El otro legado de la expropiación de los bancos y, de hecho, de toda la década de los setenta, fue la inauguración de la era del conflicto político como medio para avanzar una agenda distinta a la del desarrollo económico por medios ortodoxos y tradicionales. Visto desde esa perspectiva, la expropiación de los bancos constituyó la culminación de los esfuerzos iniciados a partir de 1970 por cambiar el curso del desarrollo del país, conferirle al gobierno control sobre los instrumentos de control de la economía y principales medios de producción. Para quienes avanzaban esa agenda, la expropiación de los bancos representó el primer gran paso en la construcción de ese otro México. A pesar de la derrota que en los hechos sufrió esa perspectiva, ésta nunca desapareció y, como pudimos observar en la contienda de 2006, está tan viva como siempre.

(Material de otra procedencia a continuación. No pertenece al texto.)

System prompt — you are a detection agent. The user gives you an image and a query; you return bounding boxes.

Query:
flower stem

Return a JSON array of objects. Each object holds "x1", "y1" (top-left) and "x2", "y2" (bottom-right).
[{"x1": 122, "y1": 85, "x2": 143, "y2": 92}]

Veinticinco años de altibajos, esfuerzos en ocasiones exitosos y en otros fallidos por construir una plataforma de crecimiento económico. A lo largo de todo ese periodo, lo único que fue constante fue el intento sistemático de recobrar la confianza de la población y de los inversionistas. A estas alturas parece evidente que falta el jalón clave: el que haga funcionar a la economía, acabando con los privilegios, sin minar la confianza.
La expropiación de los bancos cambió a México y, aunque mucho del daño que provocó se ha superado, lo que no se ha podido recuperar es la confianza de que el México del mañana será mejor que el de ayer. Hay acciones y maneras de actuar cuyos costos trascienden mucho más allá de lo que cualquiera puede llegar a imaginar.